I don’t think I’ve ever seen anyone comment on the lack of a print function before. And I’ve been using Obsidian and frequenting the forums for years.

And now I have posted this to my blog, with one or two small changes: Mitch W - My essential and useful Obsidian plugins

3 Likes

Sure is, I remapped the code it originally was to the standard command p

It creates a PDF file of the note.

Is that different from the “Export to PDF” command?

No it’s just that for my purposes a PDF is a print that is usable so I tend to treat them as the same but you are correct it;s the export to PDF command.

All of these suggestions and I didn’t see the one plug-in that not only I find essential from 3+ years of Obsidian use, and not only changed how I use Obsidian, but has been somethings I’ve wanted for 20 to 25 years for linked note systems and that is looking through to what is connected to that other note.

The plug-in: Obsidian42 - Strange New Worlds

Backlinking is essential and far more powerful than tagging (think of tags as hooks to aggregate things, but lack a foundation for understanding the tag), if you do it well with subject or canonical note pages / files. In my daily notes I can have a backlink to a person, subject, book, article, etc. but, with Strange New Worlds I can see the link to that note (even if that note doesn’t exist) and see the block of text that backlink to that note.
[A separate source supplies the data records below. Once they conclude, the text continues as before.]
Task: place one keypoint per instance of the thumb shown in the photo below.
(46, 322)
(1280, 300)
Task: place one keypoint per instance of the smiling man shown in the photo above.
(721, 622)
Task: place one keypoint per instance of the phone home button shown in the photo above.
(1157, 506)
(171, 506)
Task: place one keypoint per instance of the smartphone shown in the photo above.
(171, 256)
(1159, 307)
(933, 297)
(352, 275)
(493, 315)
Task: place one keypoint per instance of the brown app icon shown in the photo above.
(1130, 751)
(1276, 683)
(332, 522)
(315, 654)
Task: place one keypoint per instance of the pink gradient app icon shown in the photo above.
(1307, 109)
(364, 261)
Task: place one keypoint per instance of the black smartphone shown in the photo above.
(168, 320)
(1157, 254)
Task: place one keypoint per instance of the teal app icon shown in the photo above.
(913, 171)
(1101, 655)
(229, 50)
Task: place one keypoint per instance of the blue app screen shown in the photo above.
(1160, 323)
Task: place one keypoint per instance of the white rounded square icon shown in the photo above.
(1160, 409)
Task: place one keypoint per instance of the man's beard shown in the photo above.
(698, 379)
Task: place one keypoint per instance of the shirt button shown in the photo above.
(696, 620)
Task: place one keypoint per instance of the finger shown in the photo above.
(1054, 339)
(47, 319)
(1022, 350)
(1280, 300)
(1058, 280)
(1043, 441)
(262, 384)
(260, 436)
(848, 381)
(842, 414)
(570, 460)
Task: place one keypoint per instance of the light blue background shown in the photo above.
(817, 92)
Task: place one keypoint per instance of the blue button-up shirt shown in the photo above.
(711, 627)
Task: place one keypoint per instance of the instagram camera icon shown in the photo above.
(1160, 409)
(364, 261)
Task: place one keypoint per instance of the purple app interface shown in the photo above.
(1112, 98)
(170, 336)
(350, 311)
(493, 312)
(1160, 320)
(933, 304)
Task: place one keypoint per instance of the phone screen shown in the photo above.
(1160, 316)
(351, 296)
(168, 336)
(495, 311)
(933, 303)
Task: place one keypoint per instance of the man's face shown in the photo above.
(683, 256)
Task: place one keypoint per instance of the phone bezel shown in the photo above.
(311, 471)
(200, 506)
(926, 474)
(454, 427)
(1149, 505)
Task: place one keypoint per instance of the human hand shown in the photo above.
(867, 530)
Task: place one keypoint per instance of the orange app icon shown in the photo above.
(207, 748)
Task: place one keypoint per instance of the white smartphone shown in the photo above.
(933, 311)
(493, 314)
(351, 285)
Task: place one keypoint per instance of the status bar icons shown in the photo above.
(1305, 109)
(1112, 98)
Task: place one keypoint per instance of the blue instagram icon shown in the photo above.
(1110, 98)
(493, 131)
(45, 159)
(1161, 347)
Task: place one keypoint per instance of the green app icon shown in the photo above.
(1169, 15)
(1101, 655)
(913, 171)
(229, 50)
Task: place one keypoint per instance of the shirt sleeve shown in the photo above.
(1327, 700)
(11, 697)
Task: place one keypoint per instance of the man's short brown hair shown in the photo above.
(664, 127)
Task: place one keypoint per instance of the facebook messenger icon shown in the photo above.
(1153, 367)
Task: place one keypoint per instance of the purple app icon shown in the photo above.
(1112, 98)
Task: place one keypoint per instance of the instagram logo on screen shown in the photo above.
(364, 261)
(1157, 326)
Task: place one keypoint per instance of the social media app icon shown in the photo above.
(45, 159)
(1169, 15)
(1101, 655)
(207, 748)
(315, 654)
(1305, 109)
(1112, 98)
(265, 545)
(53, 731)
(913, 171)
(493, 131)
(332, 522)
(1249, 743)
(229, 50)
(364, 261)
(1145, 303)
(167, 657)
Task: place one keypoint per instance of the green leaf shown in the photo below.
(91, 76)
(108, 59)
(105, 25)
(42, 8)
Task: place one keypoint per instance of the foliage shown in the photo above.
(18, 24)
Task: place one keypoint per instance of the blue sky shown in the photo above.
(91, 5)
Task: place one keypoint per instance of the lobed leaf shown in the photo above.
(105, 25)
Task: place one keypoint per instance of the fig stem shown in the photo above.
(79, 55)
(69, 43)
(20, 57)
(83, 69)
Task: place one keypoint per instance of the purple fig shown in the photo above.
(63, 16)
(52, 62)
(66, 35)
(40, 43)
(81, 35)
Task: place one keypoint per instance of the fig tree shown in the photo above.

So, in my daily note I am capturing a note about a new battery technology written up my a scientist I follow and know I can write up the note back linking to the person the, battery technology canonical note (which would have structure), the new technology note (which may not exist as a note yet), and the publication the piece came from.

Each one of this backlinks will get a number after them, which if you hover over will show a hover listing of everything that links to that note you are linking to (even if that note doesn’t exist yet) and you can read the block (paragraph or other block type) around the back link in that far note. So, in my new battery technology find that I don’t have a note for I can see I backlinked to that new technology type two other times in the past 18 months. Now I know I not only don’t remember everything, but I need a canonical note page for that new battery technology type.

On that new page I have a template in TextExpander for all notes (I create notes in Drafts when I’m on the go and they push into my iCloud directory that Obsidian sits over - I use many markdown apps that I use to do things with those notes beyond just using Obsidian and this to me is the utter beauty of Obsidian is it follows the small apps loosely joined model of standard formats and apps with extended functionality).